Bei der Suche unterstützt hat das Institut die Stadt Oberhausen. „Wir kamen zu dem Haus wie die Jungfrau zum Kinde“, scherzt die Institutsleitung. Das Haus wurde vom Oberhausener Gebäudemanagement (OGM) verkauft – für Tanja Schulte-Lippern das perfekte Bauobjekt. Denn: Das neue Zuhause ist nur zwei Straßen vom alten Standort entfernt. Einkaufsmöglichkeiten in der Innenstadt, der Schulweg und das generelle Lebensumfeld verändern sich dadurch wenig bis gar nicht. „Es ist wichtig, dass die Kinder sich nicht wieder komplett umgewöhnen müssen.“

Dafür musste das Haus aber bis in die Grundmauern renoviert werden – einen sechsstelligen Betrag hat das GTI in die Sanierung investiert, auch einige der Grundholzbalken mussten ausgetauscht werden. Das 1926 erbaute Haus war früher ein Frauenhaus, wurde dann als Flüchtlingsunterkunft genutzt und stand bis zum Verkauf im letzten Jahr leer. Knapp anderthalb Jahre dauerte die Sanierung.

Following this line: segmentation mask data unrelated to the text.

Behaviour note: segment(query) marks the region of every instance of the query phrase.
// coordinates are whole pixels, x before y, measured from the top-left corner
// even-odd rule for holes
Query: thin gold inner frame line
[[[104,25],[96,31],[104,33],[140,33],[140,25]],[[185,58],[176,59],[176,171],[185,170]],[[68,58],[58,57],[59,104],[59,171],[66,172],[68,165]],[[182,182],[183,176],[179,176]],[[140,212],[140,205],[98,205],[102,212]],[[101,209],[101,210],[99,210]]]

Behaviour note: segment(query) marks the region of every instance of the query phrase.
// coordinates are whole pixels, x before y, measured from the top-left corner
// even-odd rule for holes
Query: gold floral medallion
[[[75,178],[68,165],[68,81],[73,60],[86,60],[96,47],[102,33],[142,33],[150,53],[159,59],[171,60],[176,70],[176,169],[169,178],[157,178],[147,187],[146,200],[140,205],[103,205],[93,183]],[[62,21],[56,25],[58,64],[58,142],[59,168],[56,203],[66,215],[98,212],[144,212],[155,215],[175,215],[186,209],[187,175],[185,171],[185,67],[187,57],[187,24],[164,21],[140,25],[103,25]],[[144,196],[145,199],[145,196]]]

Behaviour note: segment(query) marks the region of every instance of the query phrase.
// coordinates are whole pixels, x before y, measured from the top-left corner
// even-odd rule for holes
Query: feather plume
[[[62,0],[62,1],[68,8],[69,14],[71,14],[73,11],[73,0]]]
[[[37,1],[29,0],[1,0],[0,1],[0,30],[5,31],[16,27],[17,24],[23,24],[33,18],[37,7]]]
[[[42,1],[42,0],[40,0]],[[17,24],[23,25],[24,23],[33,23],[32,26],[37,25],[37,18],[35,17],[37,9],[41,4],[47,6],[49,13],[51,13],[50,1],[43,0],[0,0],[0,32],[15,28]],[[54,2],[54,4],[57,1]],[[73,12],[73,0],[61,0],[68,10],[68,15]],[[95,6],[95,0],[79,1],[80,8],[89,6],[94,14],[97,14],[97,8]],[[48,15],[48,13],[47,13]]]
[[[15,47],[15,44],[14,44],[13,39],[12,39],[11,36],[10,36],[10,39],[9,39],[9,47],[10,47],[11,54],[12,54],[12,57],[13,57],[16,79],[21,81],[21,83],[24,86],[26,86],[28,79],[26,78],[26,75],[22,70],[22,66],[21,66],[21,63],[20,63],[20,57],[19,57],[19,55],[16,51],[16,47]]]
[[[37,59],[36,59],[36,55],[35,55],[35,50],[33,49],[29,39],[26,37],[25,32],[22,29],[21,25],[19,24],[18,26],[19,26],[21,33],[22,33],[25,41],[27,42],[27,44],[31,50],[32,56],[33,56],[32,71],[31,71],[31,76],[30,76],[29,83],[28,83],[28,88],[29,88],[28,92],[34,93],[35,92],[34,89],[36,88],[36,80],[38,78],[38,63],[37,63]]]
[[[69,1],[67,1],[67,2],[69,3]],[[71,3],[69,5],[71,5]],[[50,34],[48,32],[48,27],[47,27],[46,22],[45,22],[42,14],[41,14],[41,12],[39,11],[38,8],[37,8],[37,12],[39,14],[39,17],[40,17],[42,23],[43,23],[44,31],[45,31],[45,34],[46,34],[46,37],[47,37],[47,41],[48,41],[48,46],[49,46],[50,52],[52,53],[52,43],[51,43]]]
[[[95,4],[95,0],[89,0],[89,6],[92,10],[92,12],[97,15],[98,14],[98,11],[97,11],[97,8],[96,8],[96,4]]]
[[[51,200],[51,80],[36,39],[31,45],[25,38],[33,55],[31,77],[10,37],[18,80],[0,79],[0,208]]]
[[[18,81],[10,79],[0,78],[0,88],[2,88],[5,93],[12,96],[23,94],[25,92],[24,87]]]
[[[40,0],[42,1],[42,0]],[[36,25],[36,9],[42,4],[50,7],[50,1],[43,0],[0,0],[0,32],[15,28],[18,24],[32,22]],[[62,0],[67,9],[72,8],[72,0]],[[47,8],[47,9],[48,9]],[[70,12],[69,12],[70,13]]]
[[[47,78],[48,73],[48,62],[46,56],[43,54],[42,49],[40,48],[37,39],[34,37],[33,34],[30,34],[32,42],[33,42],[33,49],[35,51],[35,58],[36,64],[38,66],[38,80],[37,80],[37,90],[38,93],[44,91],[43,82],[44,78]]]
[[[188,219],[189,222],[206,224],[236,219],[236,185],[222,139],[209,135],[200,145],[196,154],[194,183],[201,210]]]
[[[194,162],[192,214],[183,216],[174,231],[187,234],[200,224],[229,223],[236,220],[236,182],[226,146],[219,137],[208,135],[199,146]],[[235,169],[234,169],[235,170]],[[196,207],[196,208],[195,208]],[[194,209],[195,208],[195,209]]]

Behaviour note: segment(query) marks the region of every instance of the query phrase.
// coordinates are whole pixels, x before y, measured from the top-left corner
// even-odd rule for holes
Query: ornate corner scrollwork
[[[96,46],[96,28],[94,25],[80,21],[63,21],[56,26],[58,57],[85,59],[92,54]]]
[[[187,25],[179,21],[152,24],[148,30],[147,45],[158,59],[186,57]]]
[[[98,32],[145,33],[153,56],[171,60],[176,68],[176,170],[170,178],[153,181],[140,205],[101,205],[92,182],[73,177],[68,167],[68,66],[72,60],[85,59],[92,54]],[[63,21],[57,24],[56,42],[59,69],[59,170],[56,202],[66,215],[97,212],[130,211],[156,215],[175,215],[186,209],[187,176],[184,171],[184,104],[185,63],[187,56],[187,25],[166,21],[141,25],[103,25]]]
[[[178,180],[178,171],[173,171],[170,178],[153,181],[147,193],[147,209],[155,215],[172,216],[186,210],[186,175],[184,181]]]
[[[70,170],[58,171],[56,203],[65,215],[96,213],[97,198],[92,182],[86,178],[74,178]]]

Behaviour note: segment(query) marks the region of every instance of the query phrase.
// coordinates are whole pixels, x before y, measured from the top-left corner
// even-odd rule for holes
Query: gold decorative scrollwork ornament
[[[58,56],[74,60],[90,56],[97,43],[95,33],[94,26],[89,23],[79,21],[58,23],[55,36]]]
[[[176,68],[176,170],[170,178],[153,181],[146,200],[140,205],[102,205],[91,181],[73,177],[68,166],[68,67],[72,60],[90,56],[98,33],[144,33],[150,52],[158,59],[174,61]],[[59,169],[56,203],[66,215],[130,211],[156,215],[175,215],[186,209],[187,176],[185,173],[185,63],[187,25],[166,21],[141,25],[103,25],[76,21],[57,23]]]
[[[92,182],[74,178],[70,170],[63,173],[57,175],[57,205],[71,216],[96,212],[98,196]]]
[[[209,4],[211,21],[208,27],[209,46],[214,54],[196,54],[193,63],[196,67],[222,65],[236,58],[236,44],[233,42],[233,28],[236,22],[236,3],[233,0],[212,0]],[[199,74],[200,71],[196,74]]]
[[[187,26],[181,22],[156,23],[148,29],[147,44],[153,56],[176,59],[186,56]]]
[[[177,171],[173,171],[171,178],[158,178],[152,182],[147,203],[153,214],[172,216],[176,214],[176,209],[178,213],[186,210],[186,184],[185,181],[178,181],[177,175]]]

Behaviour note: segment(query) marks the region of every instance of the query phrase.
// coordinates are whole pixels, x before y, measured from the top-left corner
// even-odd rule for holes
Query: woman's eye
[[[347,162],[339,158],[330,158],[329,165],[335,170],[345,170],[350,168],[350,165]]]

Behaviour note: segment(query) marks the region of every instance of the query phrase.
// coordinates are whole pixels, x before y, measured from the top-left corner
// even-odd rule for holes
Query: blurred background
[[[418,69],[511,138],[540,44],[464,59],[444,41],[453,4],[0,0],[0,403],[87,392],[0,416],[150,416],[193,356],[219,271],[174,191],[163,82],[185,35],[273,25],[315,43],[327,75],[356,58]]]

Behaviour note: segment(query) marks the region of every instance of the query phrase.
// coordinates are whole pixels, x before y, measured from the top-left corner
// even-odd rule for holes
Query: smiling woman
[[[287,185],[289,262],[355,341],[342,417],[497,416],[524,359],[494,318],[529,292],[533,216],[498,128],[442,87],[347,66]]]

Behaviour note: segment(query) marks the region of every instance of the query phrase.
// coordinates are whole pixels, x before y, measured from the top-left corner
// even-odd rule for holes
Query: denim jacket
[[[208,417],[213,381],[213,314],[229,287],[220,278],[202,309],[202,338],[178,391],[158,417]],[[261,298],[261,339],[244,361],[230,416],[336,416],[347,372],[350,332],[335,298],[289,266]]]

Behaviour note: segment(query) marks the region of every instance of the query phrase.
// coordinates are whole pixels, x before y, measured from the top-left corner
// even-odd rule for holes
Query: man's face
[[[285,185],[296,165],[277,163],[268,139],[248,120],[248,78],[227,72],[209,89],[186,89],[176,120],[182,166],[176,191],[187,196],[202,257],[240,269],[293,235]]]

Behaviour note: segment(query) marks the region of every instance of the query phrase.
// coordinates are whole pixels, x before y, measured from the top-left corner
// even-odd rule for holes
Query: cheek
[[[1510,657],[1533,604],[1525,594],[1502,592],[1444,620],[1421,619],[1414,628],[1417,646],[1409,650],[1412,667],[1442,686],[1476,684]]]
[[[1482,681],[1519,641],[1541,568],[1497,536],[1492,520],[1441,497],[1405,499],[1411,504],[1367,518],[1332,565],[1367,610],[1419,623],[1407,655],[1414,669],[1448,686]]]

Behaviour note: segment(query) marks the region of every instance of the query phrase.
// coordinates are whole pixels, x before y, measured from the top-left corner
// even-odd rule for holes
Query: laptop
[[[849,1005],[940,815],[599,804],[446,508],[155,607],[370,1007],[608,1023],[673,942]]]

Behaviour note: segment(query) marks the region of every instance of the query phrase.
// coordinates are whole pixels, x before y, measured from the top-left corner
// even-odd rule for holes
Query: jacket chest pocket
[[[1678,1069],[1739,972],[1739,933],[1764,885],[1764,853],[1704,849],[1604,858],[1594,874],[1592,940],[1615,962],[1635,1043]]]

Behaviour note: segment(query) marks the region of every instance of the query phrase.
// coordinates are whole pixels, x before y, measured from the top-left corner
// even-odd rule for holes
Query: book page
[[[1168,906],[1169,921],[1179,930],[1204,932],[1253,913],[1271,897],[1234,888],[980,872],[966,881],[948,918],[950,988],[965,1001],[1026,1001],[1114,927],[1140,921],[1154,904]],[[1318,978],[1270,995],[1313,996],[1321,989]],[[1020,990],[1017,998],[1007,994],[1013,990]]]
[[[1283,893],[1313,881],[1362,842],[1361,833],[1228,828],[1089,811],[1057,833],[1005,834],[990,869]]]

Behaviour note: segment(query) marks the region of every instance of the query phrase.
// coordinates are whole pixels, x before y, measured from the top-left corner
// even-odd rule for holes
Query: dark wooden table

Individuelle Förderung der Kinder – und verlässliche Strukturen

Alle acht Plätze im neuen Haus Kempchen sind nach Angaben der Geschäftsführerin bereits belegt, die Warteliste lang. Neben der Elternarbeit geht es besonders um die Förderung der Kinder – individuell und auch in der Gruppe. „Die Kinder lernen, eine eigene Haltung zu vertreten, Meinungen zu äußern“, erklärt Fachbereichsleiterin Ursula Eichberg-Tepper. Außerdem koordinieren die Pädagogen Arzt- und Therapietermine und helfen bei den alltäglichen Aufgaben des Lebens, beispielsweise den Hausaufgaben, und erarbeiten kleine Konzepte, wenn es Schwierigkeiten gibt. „Die Kinder erleben im Haus Kempchen verlässliche Strukturen. Sie erfahren Schutz, Begleitung und Förderung in allen Belangen.“

Gerhard-Tersteegen-Institut

Träger und alleiniger Gesellschafter des Gerhard-Tersteegen-Instituts ist der Ev. Verein für Kinder- und Jugendhilfe e.V. in Oberhausen. Das GTI ist der Diakonie Rheinland-Westfalen-Lippe als Spitzenverband der freien Wohlfahrtspflege angeschlossen und Mitglied in dessen Fachverband für erzieherische Hilfen. Neben der Kindergruppe hat das Institut eine Flexible ambulante Hilfe und mehrere Gruppen eigens für Jugendliche oder Mädchen etabliert. Das Sozialpädagogisch-betreute Wohnen bildet die letzte der möglichen Phasen einer Betreuung durch das GTI – die externe Verselbstständigung. Während dieser Phase werden die jungen Erwachsenen außerhalb des Instituts auf ihrem Weg zur vollen Eigenständigkeit in der eigenen Wohnung oder zunächst noch in einer Trainings-WG begleitet. Mit dem Ende dieser Betreuungsphase erhalten die jungen Menschen die Verantwortung in vollem Umfang.